Obviously it is not a nonmover (verse 8). But it is
not a mover either; "the mover moves" does not make
sense, for there is no mover without moving (verse
9). But the statement "the mover moves," intended to
attribute moving to the mover, in fact implies the
possibility of a mover without a moving (verse 10).
For, if the mover moves, there are two movings: that
by which the "mover" is realized(37) in its capacity
as a mover and that which (in fact, contingently)
moves (verse 11) . That is, "the mover moves"
absurdly entails two movers and two movings. The
subject, the mover, must a priori move if it is to
be designated in the first place as the subject; to
this must be added a second, contingent movement
which is comported by the verb, and this being a
movement must have a second mover. This argument is
sufficiently clear, and the version just given is in
agreement with those of most modern commentators.(38)

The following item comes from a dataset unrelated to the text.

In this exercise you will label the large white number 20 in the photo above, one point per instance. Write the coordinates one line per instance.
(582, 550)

So far, then, there appears to be no evidence
that Naagaarjuna was addressing the same problem as
Zeno. One paragraph only of Candrakiirti's
commentary has suggested an approach like Zeno's. It
would be improper to reject Candrakiirti at this
point, and accept his authority at others, if the
kaarikaas themselves bore out the Zenonian
interpretation. But they do not.
Verses 12-14, which argue against the
possibility of any movement getting under way, raise
problems for us.
Gate naarabhyate gantu.m gantu.m naarabhyate 'gate
naarabhyate gamyamaane gantum aarabhyate kuha
Where motion is completed, movement cannot be initiated.
Where there is no motion, movement cannot be initiated.
Where motion is (already) under way, movement cannot
be initiated. Where is movement initiated?
Na puurva.m gamanaarambhaad gamyamaana.m na vaa gatam
yatraarbhyeta gamanam agate gamana.m kuta.h
Before movement is initiated, there is no locus of present
or completed motion where movement might be initiated.
And how could there be movement where there is no motion?
Gata.m ki.m gamyamaana.m kim agata.m ki.m vikalpyate
ad.r`syamaana aarambhe gamanasyaiva sarvathaa
What can be the meaning of a locus for completed motion,
a locus for present motion and a locus devoid of motion,
when we can in no way discover any initiation of movement?
In the verses we might again imagine Zeno's
argument, which contemplates a time continuum and
divides it into past and future sections which
exhaust it. There is no space left for the
durationless present in which something might
happen. In this case, the argument would be that
there is no space between the earlier period of no
movement and the later period of movement in which
the beginning of movement could happen.
Siderits and O'Brien offer two interpretations
of Naagaarjuna's argument, one mathematical (like
Zeno's) , much as the preceding paragraph here
describes, and the other conceptual. They then
reduce the conceptual argument to the mathematical,
thus securing a close analogy to Zeno.
Their conceptual version of Naagaarjuna's
argument appears to be that the concept of the
beginning of motion involves a vicious circle. Gata,
gamyamaana and agata are three moments of time,
past, present, and future, and they are conventional
constructs which cannot be defined except in
relation to the event in question, the movement.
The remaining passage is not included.